Prior to joining the City Council in 1998, Nadel served two terms as board member on the East Bay Municipal Utility District, and worked as an environmental engineer with the Environmental Protection Agency. She graduated from San Francisco State University with a degree in geology, and with a master’s degree from UC Berkeley in engineering geoscience.

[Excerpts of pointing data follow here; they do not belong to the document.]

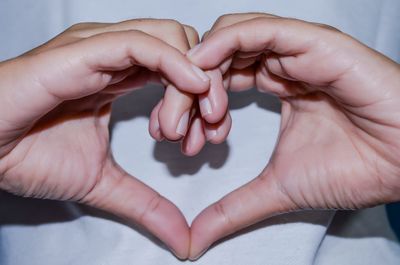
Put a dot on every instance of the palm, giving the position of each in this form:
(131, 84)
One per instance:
(322, 160)
(67, 148)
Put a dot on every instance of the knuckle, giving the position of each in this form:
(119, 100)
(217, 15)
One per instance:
(151, 207)
(220, 209)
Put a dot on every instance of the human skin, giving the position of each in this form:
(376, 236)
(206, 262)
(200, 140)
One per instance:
(55, 106)
(339, 140)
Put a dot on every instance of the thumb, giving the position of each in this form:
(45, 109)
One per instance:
(121, 194)
(257, 200)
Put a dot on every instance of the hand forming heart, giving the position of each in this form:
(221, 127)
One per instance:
(337, 148)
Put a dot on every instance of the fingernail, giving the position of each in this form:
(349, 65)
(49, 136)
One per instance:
(176, 254)
(201, 254)
(183, 124)
(205, 106)
(210, 133)
(200, 73)
(192, 51)
(159, 136)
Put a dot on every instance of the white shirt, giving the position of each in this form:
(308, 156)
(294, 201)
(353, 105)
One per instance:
(51, 233)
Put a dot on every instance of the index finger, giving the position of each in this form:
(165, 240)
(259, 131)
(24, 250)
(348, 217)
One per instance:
(280, 35)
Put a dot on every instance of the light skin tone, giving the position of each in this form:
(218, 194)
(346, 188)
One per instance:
(339, 140)
(55, 110)
(338, 145)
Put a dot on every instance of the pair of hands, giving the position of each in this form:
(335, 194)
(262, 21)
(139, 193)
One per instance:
(338, 144)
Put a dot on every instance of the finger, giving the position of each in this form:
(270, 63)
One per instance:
(121, 194)
(251, 203)
(218, 132)
(282, 36)
(195, 138)
(242, 79)
(214, 103)
(174, 113)
(48, 78)
(191, 35)
(154, 125)
(231, 19)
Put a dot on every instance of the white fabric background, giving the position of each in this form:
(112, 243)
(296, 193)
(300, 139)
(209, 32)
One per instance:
(51, 233)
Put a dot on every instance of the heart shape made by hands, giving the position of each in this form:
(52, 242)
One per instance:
(332, 150)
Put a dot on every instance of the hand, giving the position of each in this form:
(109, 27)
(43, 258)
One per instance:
(55, 109)
(339, 141)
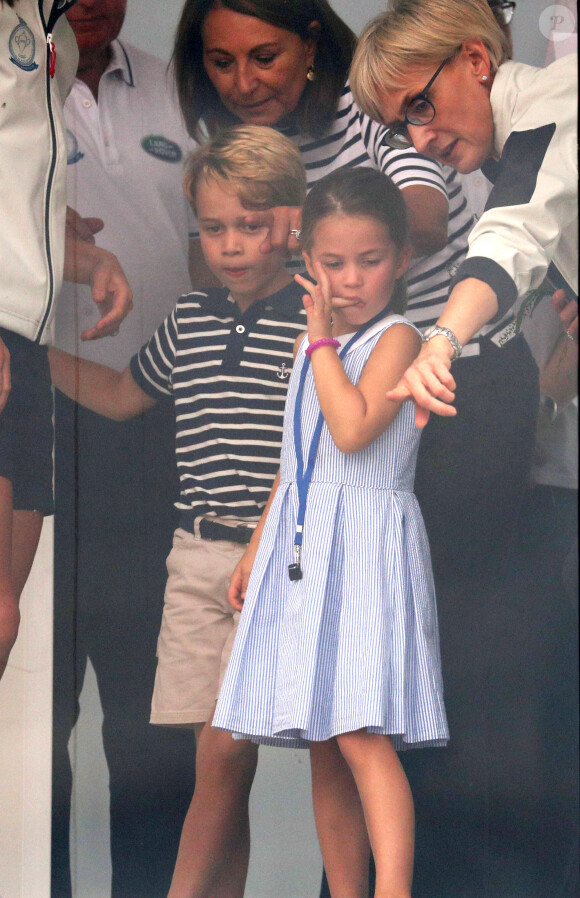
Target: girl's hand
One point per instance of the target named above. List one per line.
(318, 304)
(429, 382)
(240, 577)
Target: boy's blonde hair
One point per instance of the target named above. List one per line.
(263, 166)
(414, 34)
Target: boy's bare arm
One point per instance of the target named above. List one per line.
(103, 390)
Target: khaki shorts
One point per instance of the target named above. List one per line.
(197, 629)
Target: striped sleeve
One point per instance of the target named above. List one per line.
(153, 365)
(406, 168)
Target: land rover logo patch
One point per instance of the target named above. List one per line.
(73, 154)
(22, 46)
(162, 148)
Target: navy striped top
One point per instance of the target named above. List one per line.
(228, 373)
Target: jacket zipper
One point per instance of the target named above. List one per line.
(50, 181)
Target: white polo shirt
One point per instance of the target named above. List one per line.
(125, 159)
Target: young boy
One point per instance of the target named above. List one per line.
(226, 356)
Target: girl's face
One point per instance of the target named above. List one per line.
(362, 264)
(258, 70)
(461, 133)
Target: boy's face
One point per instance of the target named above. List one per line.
(231, 245)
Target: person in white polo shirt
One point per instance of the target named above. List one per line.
(125, 148)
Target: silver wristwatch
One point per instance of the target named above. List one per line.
(435, 330)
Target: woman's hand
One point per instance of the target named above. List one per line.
(428, 381)
(282, 222)
(240, 577)
(568, 312)
(88, 264)
(82, 228)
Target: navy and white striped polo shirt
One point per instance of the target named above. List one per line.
(228, 373)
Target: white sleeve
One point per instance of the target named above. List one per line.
(531, 217)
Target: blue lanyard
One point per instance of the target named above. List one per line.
(304, 475)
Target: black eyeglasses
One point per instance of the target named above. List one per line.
(420, 111)
(504, 8)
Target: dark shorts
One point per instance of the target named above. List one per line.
(26, 428)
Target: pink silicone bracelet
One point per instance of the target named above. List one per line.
(324, 341)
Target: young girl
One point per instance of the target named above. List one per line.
(338, 643)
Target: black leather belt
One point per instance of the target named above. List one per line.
(236, 533)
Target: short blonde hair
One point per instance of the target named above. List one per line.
(413, 34)
(264, 167)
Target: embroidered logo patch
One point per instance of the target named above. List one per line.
(73, 154)
(22, 46)
(162, 148)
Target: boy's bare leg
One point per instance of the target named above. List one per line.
(19, 535)
(340, 822)
(214, 850)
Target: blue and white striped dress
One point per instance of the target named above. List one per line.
(354, 644)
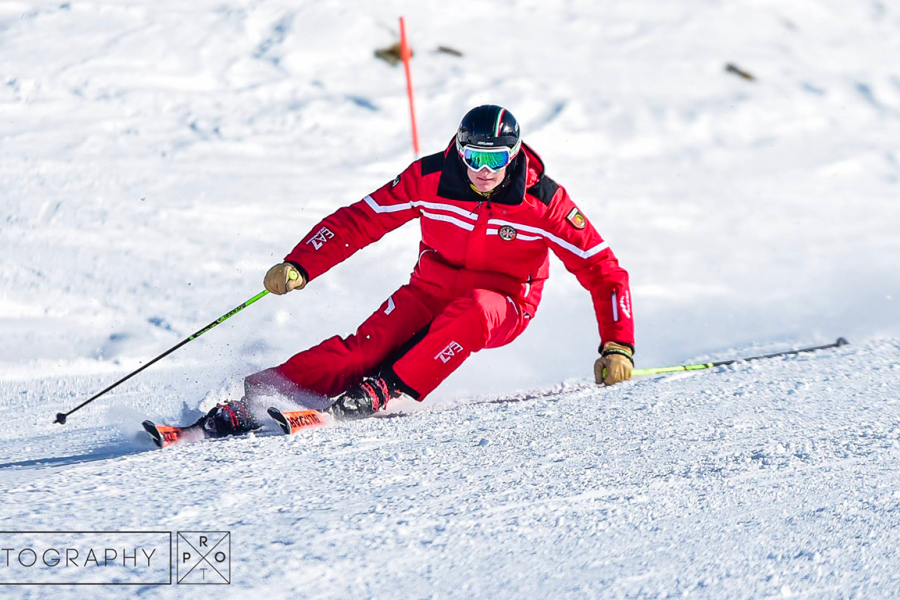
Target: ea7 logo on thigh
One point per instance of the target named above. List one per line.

She ran unsuccessfully for mayor in 2006 against De La Fuente and former mayor Ron Dellums, who won that year.

“I’ve been focusing my energy on the City Council, so now I can refocus on my chocolate company and let it blossom,” said Nadel, who got the idea to open a sustainably-sourced, fair trade chocolate company in 2008, after visiting cocoa farmers in Jamaica.  “My husband and I vacationed there six years ago, and met some farmers, and fell in love with them,” Nadel said. “We learned all about how they weren’t getting good prices for their beans.”

She said she’s focused both her work on the council and in her business on what she calls the “three E’s”—social equity, economic prosperity, and environmental enhancement. “I’ve embraced restorative justice and I hope we keep moving forward with those programs,” Nadel said. “I’m going to miss doing creative policy work.”

 

1 Comment

  1. Len Raphael on January 7, 2013 at 8:15 pm

    It’s traditional for departing politicians to write their own farewell speeches.

    It’s another thing for a journalist to repeat the politicians self-burnishing words without even a little bit of critical journalism to put those deeds in perspective other than your reference to recent campaign criticisms of IDLF.

    Oakland is a town where residents have very short memories and journalists change every three years or less.

    Journalists have a responsibility to keep straight the collective memory and lessons learned for the residents. We can’t rely on bloggers to do that.

    No mention, for example,of the over $2 Billion in un-funded obligations that the City Council has run up over the past couple of decades. That didn’t start with the last recession.

    Then there’s the $10 million a year we send to the Raiders.

    Then there is the City Council decision to sign us up for the infamous Goldman Sachs interest rate swap payments. IDLF, Brunner (and possibly Nadel) approved that deal in plain sight.

    Those obligations will cripple the new City Council efforts to reduce our world class high crime rate and improve the stagnant growth of our employment and tax base.

    if you believe those numbers for the Army Base, I know a bridge you can buy for cheap.